The Gephi preview window allows the user to adjust a variety of graph attributes that have been created in the original graph window. Here, we can customize node labels by adjusting font size, font color, outlines, specifying whether to use boxes for the labels, and electing whether to display the labels at all. These decisions can be made based on the density and complexity of our graph; dense graphs might benefit from labeling only the critical nodes. Using Inkscape or Adobe Illustrator to create labels after exporting the graph is another option that allows the greater customization.

Node appearance is also addressed by providing border width, border color, and opacity options. As with the node labels, you can elect to use external tools to provide a greater degree of customization, where you have the ability to color individual nodes and edges rather than applying a one size fits all approach. Remember that you can always toggle to the overview window to do many of these customizations in Gephi, and then simply refresh the preview window.

Additional options are provided for adjusting the appearance of graph edges. Edge thickness, color, opacity, radius, and curved edges are all available options. Likewise, edge arrows (for directed graphs) and edge labels are customizable.

The preview window is also where some of Gephi's built-in export options reside, specifically, in the SVG, PDF, and PNG formats. Let's briefly consider each of these options, and why you might select one over another:

  • PNG: This represents the simplest choice. It creates an image of your network, making it easy to share it online or elsewhere, provided you have no desire to further enhance the graph. This option is ideal for sharing a quick snapshot of your work on the Web or via e-mail, but is obviously limited from an editing standpoint.
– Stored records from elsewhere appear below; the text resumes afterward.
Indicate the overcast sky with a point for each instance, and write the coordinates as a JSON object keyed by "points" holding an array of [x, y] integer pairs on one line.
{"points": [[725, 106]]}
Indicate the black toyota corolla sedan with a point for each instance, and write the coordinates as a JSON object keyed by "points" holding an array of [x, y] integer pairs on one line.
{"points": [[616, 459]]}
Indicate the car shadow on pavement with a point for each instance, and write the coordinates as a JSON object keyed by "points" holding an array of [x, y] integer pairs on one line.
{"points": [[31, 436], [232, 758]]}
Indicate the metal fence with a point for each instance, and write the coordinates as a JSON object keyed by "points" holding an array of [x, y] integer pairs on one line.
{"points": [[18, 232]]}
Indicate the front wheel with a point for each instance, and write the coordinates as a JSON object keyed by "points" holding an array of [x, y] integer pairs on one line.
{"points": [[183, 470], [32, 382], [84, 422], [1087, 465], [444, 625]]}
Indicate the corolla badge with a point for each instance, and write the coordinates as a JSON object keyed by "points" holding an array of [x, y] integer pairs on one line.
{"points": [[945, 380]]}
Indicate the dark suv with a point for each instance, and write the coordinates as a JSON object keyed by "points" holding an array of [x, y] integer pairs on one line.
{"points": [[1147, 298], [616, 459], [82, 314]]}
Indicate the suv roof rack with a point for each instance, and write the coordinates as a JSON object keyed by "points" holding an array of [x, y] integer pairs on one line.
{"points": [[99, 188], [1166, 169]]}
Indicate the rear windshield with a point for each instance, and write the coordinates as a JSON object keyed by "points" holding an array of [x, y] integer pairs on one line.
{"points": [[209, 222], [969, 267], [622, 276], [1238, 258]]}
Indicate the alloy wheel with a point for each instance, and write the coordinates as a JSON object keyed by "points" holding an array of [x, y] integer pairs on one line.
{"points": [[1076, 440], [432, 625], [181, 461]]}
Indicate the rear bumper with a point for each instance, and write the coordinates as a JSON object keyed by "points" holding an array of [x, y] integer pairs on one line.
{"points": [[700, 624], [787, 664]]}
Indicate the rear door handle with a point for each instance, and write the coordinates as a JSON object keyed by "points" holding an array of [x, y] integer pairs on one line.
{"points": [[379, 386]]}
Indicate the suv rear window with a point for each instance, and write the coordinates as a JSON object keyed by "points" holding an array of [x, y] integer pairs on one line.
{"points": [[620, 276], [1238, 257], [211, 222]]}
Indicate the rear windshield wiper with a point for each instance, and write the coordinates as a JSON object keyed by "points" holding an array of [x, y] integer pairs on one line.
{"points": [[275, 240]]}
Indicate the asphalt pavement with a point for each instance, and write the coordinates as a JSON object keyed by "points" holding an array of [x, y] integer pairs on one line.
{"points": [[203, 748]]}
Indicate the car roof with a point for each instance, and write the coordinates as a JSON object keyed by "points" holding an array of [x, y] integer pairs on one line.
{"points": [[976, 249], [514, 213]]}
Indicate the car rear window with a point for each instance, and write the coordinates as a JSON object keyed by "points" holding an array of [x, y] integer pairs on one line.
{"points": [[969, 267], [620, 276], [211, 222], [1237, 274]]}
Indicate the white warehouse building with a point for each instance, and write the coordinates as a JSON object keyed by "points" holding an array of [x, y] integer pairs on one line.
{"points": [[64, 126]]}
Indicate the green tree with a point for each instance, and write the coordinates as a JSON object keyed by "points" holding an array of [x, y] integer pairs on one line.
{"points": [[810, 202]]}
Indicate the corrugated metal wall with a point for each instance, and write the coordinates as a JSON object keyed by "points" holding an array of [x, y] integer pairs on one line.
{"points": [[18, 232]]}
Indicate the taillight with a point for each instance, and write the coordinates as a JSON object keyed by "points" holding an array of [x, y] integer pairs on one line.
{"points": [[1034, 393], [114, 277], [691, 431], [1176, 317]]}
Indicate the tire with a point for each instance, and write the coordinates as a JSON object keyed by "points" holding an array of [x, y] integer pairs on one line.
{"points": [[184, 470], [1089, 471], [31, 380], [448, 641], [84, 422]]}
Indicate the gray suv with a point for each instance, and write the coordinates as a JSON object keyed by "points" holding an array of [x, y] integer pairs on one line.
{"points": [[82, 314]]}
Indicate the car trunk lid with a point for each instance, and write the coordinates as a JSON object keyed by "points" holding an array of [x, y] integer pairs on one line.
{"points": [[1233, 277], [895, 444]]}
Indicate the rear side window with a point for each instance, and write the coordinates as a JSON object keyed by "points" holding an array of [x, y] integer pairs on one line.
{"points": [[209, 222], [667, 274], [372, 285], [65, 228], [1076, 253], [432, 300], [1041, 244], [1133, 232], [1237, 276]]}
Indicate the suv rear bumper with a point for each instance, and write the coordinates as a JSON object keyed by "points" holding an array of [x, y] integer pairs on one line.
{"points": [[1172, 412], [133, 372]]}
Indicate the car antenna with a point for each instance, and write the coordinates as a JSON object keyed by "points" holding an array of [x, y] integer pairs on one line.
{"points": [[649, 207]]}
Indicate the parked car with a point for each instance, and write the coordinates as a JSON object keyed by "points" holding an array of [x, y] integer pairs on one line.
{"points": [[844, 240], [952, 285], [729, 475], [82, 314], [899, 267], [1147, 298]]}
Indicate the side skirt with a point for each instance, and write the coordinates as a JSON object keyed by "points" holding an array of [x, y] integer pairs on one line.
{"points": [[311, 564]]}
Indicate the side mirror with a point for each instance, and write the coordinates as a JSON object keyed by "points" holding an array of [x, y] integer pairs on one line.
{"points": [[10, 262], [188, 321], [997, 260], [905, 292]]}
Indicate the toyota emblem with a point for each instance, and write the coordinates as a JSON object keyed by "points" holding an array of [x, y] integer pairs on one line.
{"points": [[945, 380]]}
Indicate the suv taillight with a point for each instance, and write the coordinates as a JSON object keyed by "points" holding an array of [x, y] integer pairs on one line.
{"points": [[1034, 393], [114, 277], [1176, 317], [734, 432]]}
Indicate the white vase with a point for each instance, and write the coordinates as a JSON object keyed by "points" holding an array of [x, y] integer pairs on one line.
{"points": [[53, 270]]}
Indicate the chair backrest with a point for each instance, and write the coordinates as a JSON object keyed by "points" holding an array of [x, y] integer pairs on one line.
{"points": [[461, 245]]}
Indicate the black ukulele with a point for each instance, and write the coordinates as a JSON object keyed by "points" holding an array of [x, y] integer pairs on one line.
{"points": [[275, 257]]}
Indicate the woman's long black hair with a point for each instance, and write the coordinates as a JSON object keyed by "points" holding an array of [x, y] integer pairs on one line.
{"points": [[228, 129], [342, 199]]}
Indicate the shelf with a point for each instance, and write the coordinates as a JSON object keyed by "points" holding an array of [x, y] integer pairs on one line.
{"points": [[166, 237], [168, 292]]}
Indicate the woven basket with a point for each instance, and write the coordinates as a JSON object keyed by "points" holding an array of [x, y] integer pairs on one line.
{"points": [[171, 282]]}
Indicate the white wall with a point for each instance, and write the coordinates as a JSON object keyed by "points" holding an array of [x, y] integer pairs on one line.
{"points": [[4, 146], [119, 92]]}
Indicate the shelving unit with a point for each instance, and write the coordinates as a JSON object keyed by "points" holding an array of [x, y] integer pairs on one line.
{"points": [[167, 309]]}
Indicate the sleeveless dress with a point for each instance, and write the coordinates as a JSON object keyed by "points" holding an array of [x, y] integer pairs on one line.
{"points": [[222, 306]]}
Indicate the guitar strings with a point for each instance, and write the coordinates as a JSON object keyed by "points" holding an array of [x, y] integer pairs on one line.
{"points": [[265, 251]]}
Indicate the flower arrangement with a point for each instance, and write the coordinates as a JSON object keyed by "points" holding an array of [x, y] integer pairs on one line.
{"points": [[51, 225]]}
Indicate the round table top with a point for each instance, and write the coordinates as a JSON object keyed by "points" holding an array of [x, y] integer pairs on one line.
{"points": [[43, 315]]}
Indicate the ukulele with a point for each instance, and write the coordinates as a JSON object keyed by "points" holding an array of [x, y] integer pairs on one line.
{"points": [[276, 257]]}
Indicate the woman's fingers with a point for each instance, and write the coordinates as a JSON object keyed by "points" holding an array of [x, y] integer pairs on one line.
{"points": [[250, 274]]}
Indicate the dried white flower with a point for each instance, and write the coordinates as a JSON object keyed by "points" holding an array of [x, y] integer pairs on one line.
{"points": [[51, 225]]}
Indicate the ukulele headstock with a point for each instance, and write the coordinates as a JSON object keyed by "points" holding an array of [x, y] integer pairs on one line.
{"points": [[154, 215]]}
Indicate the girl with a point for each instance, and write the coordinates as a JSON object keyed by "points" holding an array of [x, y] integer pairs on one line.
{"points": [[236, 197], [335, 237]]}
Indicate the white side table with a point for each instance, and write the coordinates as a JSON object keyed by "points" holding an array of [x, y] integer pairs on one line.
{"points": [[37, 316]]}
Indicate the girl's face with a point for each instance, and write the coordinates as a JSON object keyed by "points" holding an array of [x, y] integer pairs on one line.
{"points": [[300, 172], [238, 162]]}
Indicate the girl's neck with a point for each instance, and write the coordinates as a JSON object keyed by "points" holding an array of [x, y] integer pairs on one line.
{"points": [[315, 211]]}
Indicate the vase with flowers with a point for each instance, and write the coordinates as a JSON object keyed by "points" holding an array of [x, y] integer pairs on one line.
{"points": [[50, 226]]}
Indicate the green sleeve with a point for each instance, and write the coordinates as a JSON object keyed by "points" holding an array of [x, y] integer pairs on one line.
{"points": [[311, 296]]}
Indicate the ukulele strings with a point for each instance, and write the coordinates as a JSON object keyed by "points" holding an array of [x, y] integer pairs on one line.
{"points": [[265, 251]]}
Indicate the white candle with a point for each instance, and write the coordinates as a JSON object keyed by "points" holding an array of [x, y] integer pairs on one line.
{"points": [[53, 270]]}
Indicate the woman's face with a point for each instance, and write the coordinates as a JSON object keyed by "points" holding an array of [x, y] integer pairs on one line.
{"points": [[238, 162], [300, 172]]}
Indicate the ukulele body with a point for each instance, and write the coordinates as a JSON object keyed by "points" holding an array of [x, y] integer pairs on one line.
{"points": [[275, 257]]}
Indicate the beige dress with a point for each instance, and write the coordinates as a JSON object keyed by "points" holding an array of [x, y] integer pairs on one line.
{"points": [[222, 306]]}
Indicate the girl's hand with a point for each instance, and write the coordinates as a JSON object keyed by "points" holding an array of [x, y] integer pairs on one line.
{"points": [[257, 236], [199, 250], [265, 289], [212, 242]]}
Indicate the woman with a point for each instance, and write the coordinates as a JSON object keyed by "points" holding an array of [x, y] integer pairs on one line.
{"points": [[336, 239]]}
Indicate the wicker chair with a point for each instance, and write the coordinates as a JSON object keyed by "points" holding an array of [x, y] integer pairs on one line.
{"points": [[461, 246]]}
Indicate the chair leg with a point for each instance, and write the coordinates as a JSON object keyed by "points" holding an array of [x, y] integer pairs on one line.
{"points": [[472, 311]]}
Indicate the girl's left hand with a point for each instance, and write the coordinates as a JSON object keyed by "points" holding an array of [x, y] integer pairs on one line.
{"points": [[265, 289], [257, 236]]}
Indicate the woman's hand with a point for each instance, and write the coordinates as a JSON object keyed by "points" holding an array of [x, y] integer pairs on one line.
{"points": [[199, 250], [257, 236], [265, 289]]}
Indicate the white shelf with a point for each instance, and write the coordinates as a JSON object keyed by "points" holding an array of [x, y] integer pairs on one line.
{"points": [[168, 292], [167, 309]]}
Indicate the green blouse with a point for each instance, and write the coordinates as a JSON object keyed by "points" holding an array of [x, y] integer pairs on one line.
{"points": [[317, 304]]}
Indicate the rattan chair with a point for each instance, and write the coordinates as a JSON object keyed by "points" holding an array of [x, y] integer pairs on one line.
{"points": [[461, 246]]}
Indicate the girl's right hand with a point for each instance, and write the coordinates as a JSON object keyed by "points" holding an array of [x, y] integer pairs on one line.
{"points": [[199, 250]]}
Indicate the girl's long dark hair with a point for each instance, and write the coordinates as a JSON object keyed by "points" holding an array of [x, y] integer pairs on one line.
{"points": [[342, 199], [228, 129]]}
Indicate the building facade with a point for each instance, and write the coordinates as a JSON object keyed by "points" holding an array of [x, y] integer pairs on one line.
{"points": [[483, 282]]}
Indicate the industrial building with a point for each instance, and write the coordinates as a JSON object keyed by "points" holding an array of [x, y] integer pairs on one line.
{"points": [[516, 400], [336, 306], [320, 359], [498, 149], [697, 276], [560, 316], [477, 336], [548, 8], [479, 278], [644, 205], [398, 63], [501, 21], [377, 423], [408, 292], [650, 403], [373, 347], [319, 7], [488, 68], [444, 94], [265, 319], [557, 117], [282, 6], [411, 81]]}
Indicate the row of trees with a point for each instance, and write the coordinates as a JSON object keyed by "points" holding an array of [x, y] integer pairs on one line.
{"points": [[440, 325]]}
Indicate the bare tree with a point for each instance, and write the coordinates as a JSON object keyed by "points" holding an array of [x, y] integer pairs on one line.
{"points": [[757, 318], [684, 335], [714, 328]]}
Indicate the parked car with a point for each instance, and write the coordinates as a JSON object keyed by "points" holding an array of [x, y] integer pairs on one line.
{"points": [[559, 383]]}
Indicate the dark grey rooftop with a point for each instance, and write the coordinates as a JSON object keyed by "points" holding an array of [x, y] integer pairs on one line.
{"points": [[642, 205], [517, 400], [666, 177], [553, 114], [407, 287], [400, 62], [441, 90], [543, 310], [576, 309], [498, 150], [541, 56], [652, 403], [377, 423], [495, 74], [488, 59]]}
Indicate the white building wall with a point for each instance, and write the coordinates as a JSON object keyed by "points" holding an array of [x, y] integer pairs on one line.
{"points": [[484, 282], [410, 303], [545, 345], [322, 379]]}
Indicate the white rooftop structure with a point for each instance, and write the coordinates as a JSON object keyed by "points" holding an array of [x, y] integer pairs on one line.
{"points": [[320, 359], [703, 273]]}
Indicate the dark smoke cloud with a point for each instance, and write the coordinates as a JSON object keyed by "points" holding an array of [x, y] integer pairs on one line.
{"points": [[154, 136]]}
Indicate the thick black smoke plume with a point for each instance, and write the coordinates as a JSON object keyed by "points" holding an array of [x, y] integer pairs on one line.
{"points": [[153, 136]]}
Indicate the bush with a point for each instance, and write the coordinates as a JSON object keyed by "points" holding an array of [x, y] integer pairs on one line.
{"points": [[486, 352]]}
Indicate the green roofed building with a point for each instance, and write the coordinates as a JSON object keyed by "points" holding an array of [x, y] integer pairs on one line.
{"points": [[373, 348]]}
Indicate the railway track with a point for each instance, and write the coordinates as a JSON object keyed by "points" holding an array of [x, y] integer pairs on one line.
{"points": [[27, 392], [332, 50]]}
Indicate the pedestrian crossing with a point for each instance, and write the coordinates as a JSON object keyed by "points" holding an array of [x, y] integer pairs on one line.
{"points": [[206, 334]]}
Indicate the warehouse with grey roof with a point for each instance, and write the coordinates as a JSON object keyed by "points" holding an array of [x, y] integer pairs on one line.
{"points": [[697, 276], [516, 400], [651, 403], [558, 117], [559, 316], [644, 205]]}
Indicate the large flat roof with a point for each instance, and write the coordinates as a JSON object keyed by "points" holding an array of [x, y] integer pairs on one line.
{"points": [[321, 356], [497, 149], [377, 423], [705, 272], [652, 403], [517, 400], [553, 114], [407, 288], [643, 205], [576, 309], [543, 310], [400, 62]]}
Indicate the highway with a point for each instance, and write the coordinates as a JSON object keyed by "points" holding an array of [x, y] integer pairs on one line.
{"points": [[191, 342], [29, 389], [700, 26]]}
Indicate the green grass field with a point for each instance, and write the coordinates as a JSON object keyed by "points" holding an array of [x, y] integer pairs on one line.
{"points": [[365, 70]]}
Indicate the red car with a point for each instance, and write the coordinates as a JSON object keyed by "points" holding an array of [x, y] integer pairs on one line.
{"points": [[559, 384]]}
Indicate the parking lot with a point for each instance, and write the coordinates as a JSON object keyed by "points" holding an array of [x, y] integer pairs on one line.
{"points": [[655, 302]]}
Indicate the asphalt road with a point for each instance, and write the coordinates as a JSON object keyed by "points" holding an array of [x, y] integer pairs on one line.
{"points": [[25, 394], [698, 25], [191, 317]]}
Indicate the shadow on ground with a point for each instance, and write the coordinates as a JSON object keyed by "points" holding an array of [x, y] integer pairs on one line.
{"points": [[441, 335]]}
  • SVG: The SVG export creates a scalable vector graphic that can be edited in other programs such as Inkscape, although the large file size of this format might be most suitable for graphs without a high degree of complexity.

  • PDF: The PDF export offers some of the advantages of SVG minus the large footprint. This format is also editable in Inkscape and Illustrator, and will ultimately allow you to customize every aspect of your graph, as well as to add titles or other notations describing the graph.